Régaliennes ou non, les missions de l'Etat sont très importantes et, dans le passé, il les a bien remplies alors qu'elles concernaient :

- la prise en main de la totalité des jeux en France ;

- l'assainissement de certains secteurs qui en avaient vraiment besoin ;

- le cadrage policier de plusieurs professions jusqu'à une récente, mais satisfaisante mutation des gens et des choses ;

- la surveillance stricte des mouvements de capitaux dans le secteur privé des casinos, dans le but de contrôler leur origine et bloquer les blanchiments d'argent ;

- une ébauche bien partielle de régulation de l'offre de jeux, avec le travail de la Commission supérieure des jeux (CSJ), bras armé du ministère de l'intérieur ;

- la répression des machines à sous clandestines, etc.

Dans chaque domaine, les résultats ont été significatifs, mais (et ce n'est pas un reproche) il s'agit là de tâches exclusivement réglementaires, policières et/ou répressives .

Jamais l'Etat, jusqu'à une date relativement récente, n'a montré le souci d'un « jeu responsable », d'une « offre de jeu encadrée et contenue dans des limites raisonnables », encore moins du souci du sort des joueurs dépendants.

On le sait, tout cela est maintenant « à l'ordre du jour » grâce aux décrets de février 2006 du ministère du budget et au protocole de fin 2005 Intérieur-Casinos.

Il n'était que temps !

Aujourd'hui, les problèmes ayant profondément changés, les missions prioritaires de l'Etat doivent être revues.

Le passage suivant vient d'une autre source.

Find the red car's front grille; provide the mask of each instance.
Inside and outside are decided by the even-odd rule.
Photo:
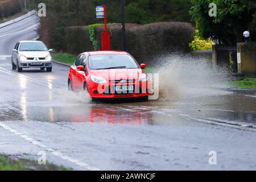
[[[112,85],[110,86],[108,86],[105,89],[104,92],[103,93],[103,94],[104,95],[112,95],[112,94],[114,94],[116,96],[127,96],[127,95],[132,95],[134,93],[134,90],[135,90],[135,85],[133,85],[133,90],[131,91],[126,91],[126,92],[119,92],[115,91],[115,85]]]

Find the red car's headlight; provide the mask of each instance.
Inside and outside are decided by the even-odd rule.
[[[90,78],[92,79],[92,81],[97,83],[97,84],[105,84],[107,83],[106,80],[102,77],[98,77],[94,76],[92,76],[90,77]]]

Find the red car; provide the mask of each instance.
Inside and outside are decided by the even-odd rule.
[[[142,71],[146,67],[126,52],[84,52],[70,68],[68,89],[88,92],[93,100],[147,100],[152,90],[147,75]]]

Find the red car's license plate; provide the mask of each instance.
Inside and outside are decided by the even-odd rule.
[[[134,87],[131,86],[121,85],[115,86],[115,91],[131,91],[133,90]]]

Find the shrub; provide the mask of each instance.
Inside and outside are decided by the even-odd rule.
[[[7,18],[22,10],[22,0],[6,0],[0,2],[0,19]]]
[[[85,51],[101,47],[101,32],[103,25],[94,26],[94,36],[89,33],[90,26],[70,27],[65,30],[65,52],[77,55]],[[152,57],[163,52],[190,51],[188,44],[191,42],[195,28],[188,23],[160,22],[139,25],[127,24],[127,51],[140,62],[151,64]],[[91,31],[93,28],[90,27]],[[122,31],[121,24],[108,26],[110,34],[111,49],[122,50]],[[92,39],[93,41],[92,41]],[[97,43],[97,44],[96,44]],[[95,47],[94,47],[95,46]]]
[[[210,39],[204,39],[199,36],[199,31],[195,31],[194,40],[189,43],[189,47],[193,51],[208,50],[212,49],[214,42]]]

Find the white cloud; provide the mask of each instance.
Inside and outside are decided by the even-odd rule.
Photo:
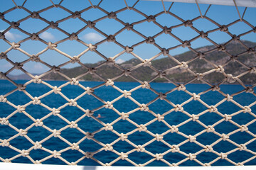
[[[100,34],[95,33],[90,33],[82,36],[84,39],[88,41],[98,42],[104,39],[104,38]]]
[[[55,37],[53,34],[49,32],[45,31],[40,35],[40,38],[44,40],[53,40],[55,39]]]
[[[4,31],[3,30],[0,30],[0,32],[3,32],[3,31]],[[5,35],[5,38],[9,40],[15,40],[16,38],[22,38],[22,36],[21,35],[11,33],[9,31],[7,31],[4,34],[4,35]]]
[[[117,63],[117,64],[122,64],[123,62],[124,62],[125,61],[124,60],[122,60],[122,59],[119,59],[117,60],[115,62]]]

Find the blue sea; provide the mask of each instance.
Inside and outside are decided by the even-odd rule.
[[[18,84],[24,84],[26,81],[16,81]],[[66,83],[66,81],[47,81],[52,86],[60,86],[60,85]],[[87,87],[95,87],[102,82],[96,81],[80,81],[82,85]],[[129,91],[137,86],[139,86],[139,83],[136,82],[115,82],[114,85],[119,87],[122,90]],[[151,88],[158,92],[166,93],[175,88],[175,86],[171,84],[167,83],[151,83]],[[210,88],[209,86],[206,84],[188,84],[186,86],[186,89],[191,93],[198,94],[201,91],[206,91]],[[16,86],[6,80],[0,80],[0,95],[4,95],[6,93],[15,89]],[[232,94],[243,90],[243,87],[240,85],[221,85],[221,91],[225,94]],[[40,84],[31,84],[27,86],[26,89],[26,91],[32,96],[40,96],[43,94],[46,94],[51,90],[47,86]],[[62,88],[61,92],[67,96],[68,98],[75,98],[80,94],[84,92],[84,90],[78,86],[68,85],[65,87]],[[113,89],[112,86],[102,86],[95,90],[94,94],[103,99],[105,101],[111,101],[117,97],[122,95],[122,94]],[[157,97],[157,95],[153,93],[151,91],[146,89],[139,89],[138,90],[132,92],[132,97],[140,103],[148,103],[151,101],[154,100]],[[182,91],[175,91],[167,95],[166,98],[174,103],[174,104],[181,104],[189,99],[191,96]],[[208,106],[215,105],[225,97],[218,91],[209,91],[206,94],[201,95],[201,99],[202,99]],[[21,91],[16,91],[7,97],[8,101],[14,103],[14,105],[24,105],[29,102],[31,99]],[[241,106],[249,106],[253,102],[255,102],[256,97],[252,94],[242,93],[241,94],[234,96],[233,100],[239,103]],[[44,105],[48,106],[50,108],[58,108],[67,103],[65,100],[58,94],[54,93],[50,95],[42,98],[41,103]],[[92,96],[85,95],[78,101],[78,104],[85,109],[93,110],[98,107],[104,105],[101,101],[98,101]],[[129,112],[133,109],[138,108],[138,106],[133,103],[127,98],[122,98],[118,101],[113,103],[114,107],[117,109],[119,112]],[[151,110],[158,114],[163,114],[169,110],[172,109],[173,107],[166,103],[165,101],[157,100],[156,102],[150,104],[149,108]],[[184,110],[187,111],[190,114],[198,114],[207,108],[202,105],[201,103],[196,101],[192,101],[189,103],[183,106]],[[253,106],[251,107],[252,112],[256,113],[256,106]],[[236,105],[231,102],[225,101],[223,104],[218,106],[218,110],[223,114],[232,114],[238,110],[241,110]],[[0,118],[6,118],[9,114],[15,111],[16,109],[12,106],[4,103],[0,103]],[[50,113],[48,109],[38,106],[38,105],[30,105],[26,107],[26,112],[29,113],[35,119],[40,119],[46,116]],[[76,107],[68,106],[65,108],[61,109],[60,113],[63,117],[65,118],[69,121],[75,121],[82,115],[84,113]],[[95,112],[95,115],[100,114],[102,118],[100,120],[105,123],[110,123],[114,120],[119,118],[119,115],[114,111],[110,109],[102,108]],[[137,123],[145,124],[149,121],[154,119],[156,117],[151,113],[144,111],[137,111],[129,115],[129,118]],[[181,112],[171,112],[164,117],[164,120],[167,122],[170,125],[176,125],[179,123],[190,118],[186,115]],[[213,125],[215,123],[223,119],[221,116],[215,113],[208,112],[204,115],[200,116],[199,120],[203,123],[206,125]],[[238,123],[238,125],[245,125],[249,122],[255,119],[252,115],[248,113],[241,113],[232,118],[232,120]],[[28,116],[23,113],[17,113],[9,119],[9,123],[18,129],[26,129],[30,126],[33,122]],[[98,122],[95,121],[92,118],[85,117],[80,121],[78,123],[78,127],[84,130],[85,132],[93,132],[98,129],[102,128],[102,125]],[[61,120],[58,116],[51,115],[48,118],[43,120],[43,125],[46,125],[49,128],[53,130],[59,130],[64,126],[67,125],[67,123]],[[121,119],[119,122],[116,123],[113,125],[114,130],[119,133],[127,133],[136,129],[137,127],[131,124],[127,120]],[[169,128],[161,122],[156,121],[154,123],[148,125],[147,130],[151,131],[154,134],[161,134],[169,130]],[[214,127],[215,131],[220,134],[228,134],[238,128],[230,122],[223,121],[220,124]],[[256,123],[254,123],[247,126],[250,132],[256,134]],[[196,122],[191,121],[186,124],[184,124],[178,128],[178,130],[187,135],[194,135],[198,132],[203,130],[205,128],[197,123]],[[9,139],[18,132],[11,128],[9,126],[4,125],[0,125],[0,139]],[[41,141],[52,133],[44,129],[42,127],[33,127],[28,131],[28,137],[30,139],[36,141]],[[85,135],[81,133],[76,129],[68,128],[61,132],[61,137],[68,140],[70,143],[78,142],[80,140],[85,137]],[[103,144],[110,144],[117,139],[118,136],[110,131],[102,130],[95,135],[94,138],[98,141],[100,141]],[[149,134],[139,131],[134,134],[129,135],[128,140],[134,144],[143,144],[154,137]],[[215,141],[220,139],[220,137],[212,133],[205,132],[196,137],[196,141],[204,144],[210,144]],[[230,140],[234,141],[237,144],[244,144],[252,139],[255,139],[253,136],[250,135],[246,132],[238,132],[230,136]],[[180,142],[186,140],[186,138],[179,135],[176,133],[169,133],[164,137],[164,140],[170,144],[178,144]],[[10,142],[10,144],[18,149],[28,149],[31,147],[33,144],[28,142],[24,137],[17,137],[13,139]],[[48,140],[44,142],[42,144],[43,147],[50,150],[60,151],[69,147],[69,145],[58,137],[51,137]],[[81,144],[79,144],[80,149],[84,152],[94,152],[102,148],[102,146],[95,143],[92,140],[85,140]],[[256,140],[254,140],[250,144],[246,145],[247,149],[250,149],[252,152],[256,152]],[[127,152],[134,147],[129,144],[125,141],[119,141],[113,146],[114,149],[119,152]],[[220,141],[217,144],[213,147],[213,149],[219,153],[226,153],[230,150],[238,148],[237,146],[230,143],[228,141]],[[153,143],[145,147],[145,149],[151,152],[152,154],[163,153],[170,148],[162,143],[161,142],[154,141]],[[180,149],[185,153],[196,153],[198,151],[202,149],[201,147],[196,144],[193,142],[187,142],[180,147]],[[3,159],[11,158],[19,153],[14,151],[13,149],[0,146],[0,157]],[[43,159],[50,154],[43,151],[41,149],[33,149],[30,152],[29,154],[31,158],[34,160],[40,160]],[[228,158],[234,162],[242,162],[254,155],[252,153],[246,151],[238,150],[233,153],[229,154]],[[69,162],[75,162],[80,158],[82,157],[83,155],[77,150],[68,150],[61,154],[61,157],[68,160]],[[110,163],[118,157],[118,156],[110,152],[102,150],[102,152],[94,155],[94,157],[102,163]],[[164,156],[164,159],[171,163],[177,163],[181,160],[185,159],[186,157],[179,153],[170,152]],[[202,153],[197,155],[196,159],[203,163],[208,163],[215,159],[218,158],[218,156],[211,152],[203,152]],[[129,159],[132,160],[137,164],[144,164],[153,158],[152,156],[149,155],[144,152],[134,152],[129,154]],[[31,163],[31,162],[26,157],[20,157],[15,159],[12,162],[18,163]],[[58,159],[58,158],[51,158],[43,162],[43,164],[65,164],[63,162]],[[254,159],[245,165],[256,164],[256,159]],[[100,165],[98,163],[90,159],[84,159],[78,163],[78,165]],[[219,165],[232,165],[225,159],[219,159],[218,162],[212,164],[213,166]],[[117,162],[114,163],[113,166],[132,166],[130,163],[125,160],[120,159]],[[161,161],[154,161],[150,163],[148,166],[167,166],[166,164]],[[182,163],[180,166],[199,166],[198,163],[194,161],[188,160]]]

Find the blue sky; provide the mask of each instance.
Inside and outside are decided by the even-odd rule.
[[[16,0],[18,5],[21,5],[23,1]],[[36,3],[35,3],[36,1]],[[58,4],[60,1],[53,1],[53,2]],[[74,2],[75,1],[75,4]],[[100,1],[94,1],[92,2],[94,4],[97,4]],[[127,1],[129,6],[132,6],[137,1]],[[25,7],[31,11],[37,11],[43,8],[51,6],[50,1],[47,0],[28,0],[25,4]],[[169,6],[171,4],[171,2],[164,3],[166,8],[169,8]],[[68,8],[72,11],[80,11],[90,6],[88,1],[84,0],[64,0],[61,4],[64,7]],[[12,1],[4,1],[0,0],[0,12],[4,12],[14,6]],[[115,11],[122,8],[126,7],[125,4],[121,0],[104,0],[100,4],[100,6],[108,12]],[[205,13],[208,8],[208,5],[200,4],[201,10],[203,14]],[[144,13],[146,15],[154,15],[163,11],[163,6],[161,1],[140,1],[137,5],[136,8]],[[244,7],[239,7],[241,15],[245,9]],[[217,11],[217,12],[216,12]],[[200,16],[200,13],[196,4],[182,4],[174,3],[171,8],[171,12],[178,16],[183,20],[188,20]],[[23,9],[16,9],[5,15],[5,18],[9,21],[17,21],[21,18],[23,18],[28,16],[29,13],[26,12]],[[56,21],[62,19],[65,17],[70,16],[70,14],[59,8],[53,8],[47,11],[40,13],[40,16],[49,21]],[[100,11],[97,8],[92,8],[87,11],[82,13],[82,18],[86,21],[94,21],[100,17],[106,16],[105,13]],[[245,15],[244,18],[250,23],[252,26],[256,26],[256,8],[248,8]],[[207,16],[213,19],[220,25],[230,23],[239,18],[235,6],[216,6],[213,5],[209,9]],[[123,12],[117,13],[117,18],[122,20],[125,23],[134,23],[138,21],[144,19],[145,18],[140,14],[131,10],[126,10]],[[181,23],[181,22],[175,18],[171,16],[169,14],[163,14],[156,18],[156,21],[162,26],[171,26]],[[45,22],[38,20],[29,18],[26,21],[21,23],[20,28],[25,30],[28,33],[37,33],[40,30],[46,28],[48,26]],[[65,30],[69,33],[75,33],[81,28],[85,26],[86,24],[78,18],[70,18],[68,21],[62,22],[59,24],[59,27]],[[193,26],[199,30],[207,31],[216,28],[216,26],[211,23],[209,21],[206,21],[206,19],[199,19],[193,22]],[[0,20],[0,32],[4,31],[9,27],[9,25],[3,21]],[[114,34],[124,27],[123,25],[117,22],[114,19],[106,18],[96,24],[96,27],[103,31],[107,35]],[[142,32],[146,36],[153,36],[156,33],[161,32],[162,30],[156,26],[153,23],[145,22],[142,24],[135,25],[134,28],[139,32]],[[250,30],[251,28],[245,24],[240,22],[235,26],[229,27],[229,31],[232,34],[239,35],[247,30]],[[189,27],[181,27],[179,28],[173,29],[172,33],[179,37],[182,40],[190,40],[198,34]],[[19,40],[23,40],[28,37],[27,35],[21,33],[16,29],[11,28],[9,32],[5,34],[6,38],[10,42],[18,42]],[[44,33],[39,35],[40,38],[45,40],[47,42],[57,42],[63,38],[67,38],[67,35],[55,29],[48,29]],[[230,36],[225,33],[218,31],[218,33],[213,33],[209,34],[208,37],[215,41],[218,43],[222,43],[225,41],[228,41],[231,39]],[[85,41],[87,43],[95,44],[106,38],[97,33],[93,29],[87,28],[78,35],[78,38]],[[255,33],[250,33],[241,38],[242,40],[247,40],[250,41],[256,42]],[[124,45],[124,46],[131,46],[138,42],[142,41],[144,39],[137,35],[132,31],[124,30],[119,35],[117,35],[116,40]],[[162,47],[169,48],[172,46],[180,44],[178,41],[166,35],[161,35],[156,38],[156,42]],[[209,42],[205,39],[197,40],[191,43],[191,47],[193,48],[202,47],[204,45],[211,45]],[[28,40],[21,43],[21,48],[26,51],[29,54],[37,54],[42,50],[46,47],[47,45],[39,41]],[[3,40],[0,40],[0,52],[4,52],[10,46],[6,43]],[[86,49],[86,47],[76,41],[66,41],[60,43],[58,45],[58,48],[65,53],[70,55],[71,57],[78,55],[83,50]],[[105,42],[97,47],[97,50],[104,54],[107,57],[114,57],[115,55],[122,51],[123,49],[115,45],[113,42]],[[170,54],[175,55],[182,53],[188,50],[188,48],[178,48],[170,51]],[[152,45],[143,44],[138,47],[136,47],[134,52],[140,56],[143,59],[149,59],[154,55],[160,52],[159,50],[155,47]],[[28,57],[24,54],[20,52],[18,50],[11,50],[8,53],[8,57],[13,61],[22,62]],[[163,56],[160,56],[162,57]],[[41,59],[44,62],[48,63],[50,65],[58,65],[64,62],[69,60],[65,57],[58,54],[54,50],[48,50],[40,56]],[[123,55],[119,57],[116,61],[122,62],[133,58],[131,55],[124,53]],[[95,54],[92,52],[88,52],[81,57],[81,61],[84,63],[94,63],[98,61],[103,60],[102,57]],[[78,66],[78,64],[70,64],[65,66],[65,68],[70,68]],[[0,72],[6,72],[12,65],[4,60],[0,60]],[[25,69],[32,73],[43,73],[49,69],[40,63],[36,63],[29,62],[24,65]],[[13,71],[11,74],[21,74],[20,71]]]

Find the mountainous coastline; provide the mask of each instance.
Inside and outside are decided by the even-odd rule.
[[[250,47],[252,50],[256,51],[256,42],[252,42],[250,41],[242,41],[242,43],[245,44],[247,47]],[[209,51],[211,49],[215,48],[215,46],[208,45],[203,47],[196,49],[196,51],[201,51],[202,52]],[[232,42],[230,44],[225,46],[225,50],[228,53],[236,55],[244,52],[246,51],[246,48],[243,47],[240,43]],[[237,60],[241,63],[245,64],[249,67],[256,67],[256,55],[253,52],[247,52],[242,55],[239,56]],[[180,62],[186,62],[192,60],[196,57],[193,52],[188,51],[181,55],[174,56],[174,58],[178,60]],[[205,55],[205,58],[211,62],[215,64],[216,65],[221,65],[225,64],[227,61],[230,60],[230,57],[228,55],[227,53],[222,51],[215,50],[214,52],[210,52]],[[100,62],[95,64],[85,64],[88,67],[95,67],[99,64],[102,62]],[[137,58],[132,59],[130,60],[126,61],[122,64],[115,64],[122,69],[129,69],[134,66],[136,66],[142,63],[140,60]],[[177,65],[177,63],[169,57],[164,57],[161,59],[156,59],[151,61],[151,65],[159,70],[166,70],[167,69],[171,68]],[[198,58],[192,61],[188,64],[188,68],[191,69],[195,73],[203,73],[207,71],[209,71],[212,69],[214,69],[214,66],[208,64],[203,60],[199,60]],[[242,72],[247,71],[248,69],[245,66],[240,64],[238,62],[230,62],[227,65],[223,67],[225,72],[226,74],[231,74],[233,76],[238,76]],[[78,75],[80,75],[86,72],[87,69],[82,67],[78,67],[71,69],[61,69],[60,72],[65,74],[69,77],[76,77]],[[100,75],[104,79],[112,79],[119,74],[123,72],[117,69],[113,65],[104,65],[97,69],[97,74]],[[172,69],[170,71],[166,72],[166,76],[171,80],[176,82],[186,82],[195,76],[186,69],[181,69],[180,68]],[[141,67],[136,69],[134,69],[131,73],[131,75],[136,77],[138,79],[142,81],[148,81],[156,76],[157,74],[149,67]],[[29,79],[29,77],[26,74],[18,75],[18,76],[12,76],[10,75],[9,77],[13,79]],[[205,76],[204,79],[208,81],[211,84],[217,84],[221,80],[225,79],[225,76],[221,73],[213,72],[208,75]],[[245,84],[252,84],[256,83],[256,74],[248,73],[240,79]],[[46,80],[65,80],[65,78],[63,77],[58,74],[50,73],[43,78]],[[80,78],[80,81],[101,81],[97,76],[93,74],[87,74],[85,76],[83,76]],[[117,81],[134,81],[134,80],[131,79],[129,76],[125,76],[124,75],[120,78],[116,79]],[[154,82],[166,82],[167,81],[164,79],[158,78],[154,80]],[[200,81],[196,81],[195,83],[201,83]]]

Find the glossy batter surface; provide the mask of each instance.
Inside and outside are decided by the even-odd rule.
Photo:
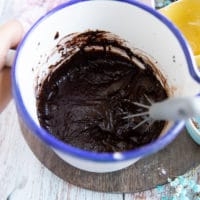
[[[84,48],[46,78],[38,96],[41,126],[67,144],[95,152],[119,152],[155,140],[165,122],[123,119],[167,97],[150,66],[136,66],[109,51]]]

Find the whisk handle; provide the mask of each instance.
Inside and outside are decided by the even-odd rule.
[[[149,115],[155,120],[186,120],[200,116],[200,97],[175,97],[154,103]]]

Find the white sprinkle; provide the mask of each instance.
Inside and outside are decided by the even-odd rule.
[[[121,153],[116,152],[116,153],[114,153],[113,157],[114,157],[115,159],[122,159],[122,158],[123,158],[123,155],[122,155]]]

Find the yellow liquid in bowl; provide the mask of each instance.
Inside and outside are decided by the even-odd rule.
[[[160,12],[186,37],[200,67],[200,0],[179,0],[160,9]]]

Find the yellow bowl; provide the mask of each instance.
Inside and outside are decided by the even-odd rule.
[[[188,40],[200,67],[200,0],[179,0],[160,9]]]

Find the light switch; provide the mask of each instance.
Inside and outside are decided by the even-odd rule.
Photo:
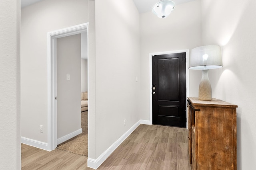
[[[70,74],[67,74],[67,80],[69,80],[70,79]]]

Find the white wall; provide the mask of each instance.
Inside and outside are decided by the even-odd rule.
[[[139,120],[139,14],[132,0],[95,3],[95,115],[90,115],[94,114],[91,105],[88,111],[89,129],[96,128],[95,136],[90,132],[89,134],[92,158],[97,158]],[[89,40],[93,36],[89,35]],[[93,41],[89,41],[89,48],[92,43]],[[90,60],[90,55],[93,50],[89,49],[89,93],[90,88],[94,88],[90,82],[90,74],[94,73],[90,72],[94,61]],[[136,76],[138,82],[135,81]],[[90,98],[89,101],[90,104]]]
[[[81,129],[81,34],[57,39],[56,46],[58,139]]]
[[[0,169],[20,169],[19,0],[0,2]]]
[[[88,22],[88,2],[45,0],[21,10],[22,137],[47,142],[47,33]]]
[[[140,14],[141,119],[149,119],[149,53],[190,50],[200,46],[200,11],[201,2],[197,0],[177,5],[164,19],[151,12]],[[190,89],[194,86],[190,84]]]
[[[87,71],[87,60],[81,59],[81,92],[88,90],[88,71]]]
[[[204,0],[202,5],[202,44],[222,49],[223,68],[209,72],[212,96],[238,106],[238,170],[252,169],[256,166],[256,1]]]

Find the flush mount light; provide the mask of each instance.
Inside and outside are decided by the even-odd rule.
[[[175,3],[171,0],[161,0],[152,8],[152,12],[160,18],[164,18],[171,13],[175,7]]]

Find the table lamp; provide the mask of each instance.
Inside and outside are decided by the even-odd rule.
[[[212,87],[208,77],[209,69],[222,66],[220,47],[209,45],[192,49],[189,57],[188,68],[202,70],[202,76],[199,84],[198,99],[201,100],[212,100]]]

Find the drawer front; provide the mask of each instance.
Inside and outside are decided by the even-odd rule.
[[[191,130],[191,166],[193,170],[196,169],[196,135],[193,130]]]

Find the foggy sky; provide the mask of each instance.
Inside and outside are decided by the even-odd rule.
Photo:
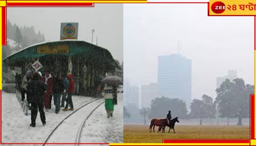
[[[216,77],[230,69],[254,84],[253,17],[208,17],[206,4],[124,7],[125,82],[157,82],[158,56],[177,53],[180,40],[192,61],[192,99],[214,98]]]
[[[45,40],[60,40],[61,22],[78,22],[78,39],[107,49],[114,59],[123,61],[123,4],[95,4],[94,8],[7,8],[7,19],[19,27],[34,26]]]

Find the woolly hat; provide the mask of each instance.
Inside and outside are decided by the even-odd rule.
[[[30,70],[28,70],[26,73],[26,76],[31,76],[31,71]]]

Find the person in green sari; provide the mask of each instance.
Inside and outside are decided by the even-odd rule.
[[[114,112],[114,105],[117,104],[117,90],[116,87],[106,84],[102,91],[102,95],[105,99],[105,109],[107,112],[107,117],[108,118],[112,117]]]

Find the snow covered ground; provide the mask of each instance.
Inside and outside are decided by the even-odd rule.
[[[123,95],[118,95],[118,105],[115,107],[115,110],[113,114],[113,117],[112,119],[107,119],[106,117],[106,114],[104,108],[104,104],[101,106],[95,111],[95,114],[98,116],[94,116],[93,113],[91,116],[88,119],[88,122],[86,123],[86,128],[92,128],[94,130],[93,133],[90,134],[93,134],[95,137],[96,135],[101,135],[101,137],[103,138],[109,137],[109,131],[107,130],[106,128],[108,126],[113,127],[112,129],[113,132],[115,133],[116,137],[118,137],[121,135],[118,141],[106,141],[106,142],[123,142]],[[95,98],[90,97],[85,97],[80,96],[72,96],[72,100],[74,104],[74,108],[75,110],[76,109],[81,107],[84,104],[95,99]],[[74,111],[64,111],[61,110],[59,114],[56,114],[54,113],[55,111],[55,106],[52,105],[52,109],[49,110],[48,112],[45,112],[46,117],[46,122],[47,124],[46,126],[43,127],[41,121],[39,117],[39,114],[38,112],[37,117],[36,121],[36,125],[35,127],[32,127],[29,126],[31,123],[31,116],[29,115],[27,116],[25,115],[22,109],[21,108],[20,104],[17,101],[15,94],[9,93],[4,91],[2,91],[2,142],[6,143],[41,143],[43,142],[46,136],[49,134],[50,131],[54,128],[56,125],[61,120],[65,118]],[[52,101],[53,104],[53,101]],[[30,112],[30,111],[29,111]],[[101,117],[98,117],[98,114],[101,113],[102,116]],[[83,119],[86,115],[82,115],[80,117]],[[93,125],[93,126],[90,126],[88,124],[90,123],[90,121],[93,121],[94,119],[97,118],[97,119],[102,123],[106,123],[104,125],[97,123],[93,123],[97,125]],[[74,119],[76,120],[76,119]],[[109,121],[108,121],[109,120]],[[99,123],[98,122],[98,123]],[[82,123],[78,124],[80,125]],[[92,125],[92,123],[91,124]],[[94,127],[97,125],[97,126]],[[67,128],[69,127],[68,125],[67,125]],[[104,129],[103,128],[105,128]],[[97,129],[99,130],[97,130]],[[104,131],[105,132],[101,133]],[[118,131],[118,132],[117,132]],[[75,135],[76,132],[73,132],[71,129],[71,131],[68,133],[63,133],[63,135]],[[101,139],[103,141],[106,141],[104,139],[99,139],[98,137],[96,138],[93,136],[90,137],[86,137],[87,132],[83,130],[83,134],[86,135],[84,139],[85,141],[81,141],[81,142],[99,142]],[[105,134],[105,135],[104,135]],[[89,138],[90,137],[90,138]],[[112,138],[109,138],[109,139],[114,140],[116,139],[114,137]],[[66,138],[65,137],[63,137],[63,138]],[[95,139],[98,139],[95,141]],[[66,141],[65,141],[66,142]],[[59,141],[59,143],[62,143],[63,141]],[[73,143],[73,142],[69,142]],[[20,145],[18,145],[20,146]]]
[[[123,95],[118,94],[117,105],[114,107],[113,117],[107,118],[104,104],[94,111],[86,122],[80,143],[123,143]]]

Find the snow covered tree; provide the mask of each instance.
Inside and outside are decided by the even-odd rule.
[[[22,42],[22,35],[21,35],[21,32],[20,32],[20,30],[19,28],[19,27],[17,26],[16,27],[16,31],[15,32],[15,40],[18,45],[18,46],[19,47],[20,45]]]

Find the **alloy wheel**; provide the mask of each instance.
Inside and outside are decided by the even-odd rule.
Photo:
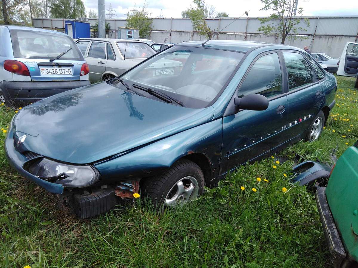
[[[182,206],[197,198],[199,193],[198,181],[194,177],[187,176],[179,180],[171,187],[165,197],[162,212],[166,208]]]
[[[5,98],[4,98],[4,95],[0,94],[0,104],[1,103],[5,104]]]
[[[313,142],[319,137],[323,126],[323,120],[320,116],[316,119],[316,120],[312,125],[310,135],[310,141]]]

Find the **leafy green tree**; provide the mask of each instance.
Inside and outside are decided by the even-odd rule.
[[[50,12],[53,18],[76,19],[87,16],[82,0],[56,0],[51,5]]]
[[[205,2],[204,0],[193,0],[194,7],[192,7],[188,10],[189,18],[192,20],[193,27],[194,31],[208,39],[211,38],[215,29],[208,26],[205,20]]]
[[[182,11],[182,18],[189,18],[189,13],[190,9],[188,8]]]
[[[88,18],[97,18],[97,13],[94,10],[90,9],[88,11]]]
[[[281,44],[284,44],[289,35],[294,35],[289,38],[305,39],[307,38],[296,35],[299,31],[307,29],[301,26],[304,24],[307,27],[310,26],[308,19],[301,19],[303,9],[299,8],[297,10],[299,16],[294,16],[295,10],[298,0],[260,0],[265,6],[260,10],[271,10],[273,13],[266,18],[259,18],[263,24],[257,30],[265,34],[278,34],[282,36]],[[302,23],[303,22],[303,23]],[[263,25],[264,24],[264,25]]]
[[[28,0],[1,0],[0,21],[4,24],[29,24]]]
[[[51,0],[30,0],[30,3],[33,18],[50,18]]]
[[[218,12],[216,14],[216,18],[223,18],[223,17],[228,17],[229,14],[226,12]]]
[[[141,9],[140,7],[139,9],[135,8],[127,14],[126,27],[138,29],[140,38],[144,38],[147,36],[152,30],[152,22],[148,17],[149,13],[147,7],[145,2]]]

Quelles sont les plus traditionnelles ?


• continuer à assurer et faire respecter l'ordre public ;


• protéger les ressources de l'Etat, mais pratiquer une fiscalité de raison ;


• conserver à la France sa position de leader dans certains domaines économiques.

D'autres sont nouvelles (voir plus loin) :


• imposer l'idée d'un jeu responsable et la promouvoir ;


• prendre en compte la dépendance aux jeux en tant que trouble social ;


• tenir compte des nouvelles données technologiques et européennes.

1. Continuer à assurer et faire respecter l'ordre public

Cette mission majeure, dans un pays comme la France, ne peut être confiée qu'à l'Etat, ce qui exclut qu'elle puisse être une prérogative de caractère privé ou semi publique.

Imagine-t-on que le contrôle de machines soit confié à leurs fabricants ou à leurs exploitants ? Que la définition des interdictions de jeux (mineurs ou joueurs volontaires pour cette interdiction) ne dépende pas d'un ministère ? Que les descentes de police contre les machines à sous clandestines soient de la responsabilité d'un comité de quartier ou d'une association de parents d'élèves ?

L'Etat doit rester seul en charge de cette mission d'intérêt général, d'autant plus que, dans l'avenir, il sera le seul à pouvoir rechercher et mettre en place les structures et les méthodes internationales, européennes ou mondiales, capables de réguler les jeux.

C'est une tâche complexe et très coûteuse qui demande chaque jour un redoublement de vigilance, tant évoluent vite aussi bien les technologies en cause, que les méthodes des milieux d'affaires et celles du banditisme et de la corruption.

PROPOSITIONS

Commencer par moderniser et simplifier une réglementation pléthorique et anachronique : l'Etat gagnera du temps et de l'argent, les casinotiers aussi.

Ne pas légaliser les machines à sous, dites clandestines, poursuivre la répression.

Trancher dans cette affaire (un peu ridicule) des « mineurs de moins de 16 ans » de la FDJ.

Ne pas autoriser la mise sur le marché de nouveaux appareils de jeux automatiques, présumés anodins, tant que ne seront pas précisés tous les aspects techniques (quel type de fonctionnement) fiscaux (quelles taxes), sociaux (accès des mineurs), d'ordre public (moyens de contrôle et coût pour l'Etat de ceux-ci).

Par contre, compte tenu des difficultés de cette industrie et de la pugnacité qu'elle met à défendre ses projets, il importe de créer et développer les contacts nécessaires comme l'ont fait plusieurs pays.